Gender participation in development
Of late, the debate on gender participation in Nepal’s development has intensified. More than 40 percent of the candidates elected in the local elections held recently are women. According to the new mandatory provisions, either the chief or the deputy chief of any local body has to be a female. Similarly, there is the mandatory provision of a female member and a Dalit female member in every ward of any local body. These mandatory provisions have led to the election of a significant number of female office-bearers in the local bodies.
Such high female participation at the local level can be believed to contribute significantly to Nepal’s efforts towards gender-oriented economic development. The annual budget process and the issues and areas covered by the budget guide human development indicators in any country. For the first time in entire South Asia, Nepal started making gender-accountable budget from fiscal year 2007/08 and devising development indicators accordingly. A gender-oriented budget is not a separate budgetary system aimed only at women; it’s the allocation of amounts for women from the allocated budget.
A gender-friendly budget uses mainly five indicators. First, programs to increase the capacity of women. Second, the direct participation of women in budget formulation and implementation. Third, the direct share of women in the distribution of dividends. Fourth, the government investment in areas of increasing women employment and income generation. And fifth, qualitative improvement in the utilization of women’s time and a decrease in their workload. If we seriously want gender balance in our development initiatives, then we have to change our traditional thinking, understanding and working styles of economic development.
Especially, the state has to adopt special policies in order to involve women in the mainstream of economic development. At present, women development programs have reached almost all local bodies. The fact that more than Rs 4 billion was spent through women empowerment programs in the last fiscal year 2016/17 shows the effectiveness of these programs. Besides this, women across the country saved more than Rs 16 billion through micro-credit programs. Similarly, the savings by women crossed more than Rs 12 billion through programs conducted by the Poverty Alleviation Fund and other agencies. This shows that women’s participation in and contribution to economic activities has been on the rise. The economic empowerment of women not only brings them to the mainstream of development but also plays an important role in the entire country’s economic development.

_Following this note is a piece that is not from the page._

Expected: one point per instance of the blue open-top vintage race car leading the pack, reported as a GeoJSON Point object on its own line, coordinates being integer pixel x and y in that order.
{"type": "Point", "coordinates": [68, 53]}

While talking about the major challenges to Nepal’s development, we cannot miss out gender inequality. The special provisions in Nepal’s constitution 2015 and the policies of positive discrimination adopted by the government have played a very positive role in the economic, political and social development indicators of women. If we further expand women’s participation in the growing women’s participation in the local bodies and the overall development process, then that would give more effective results. Similarly, it has become imperative for the state to adopt the policy of gender participation in health, education and cleanliness and food security programs.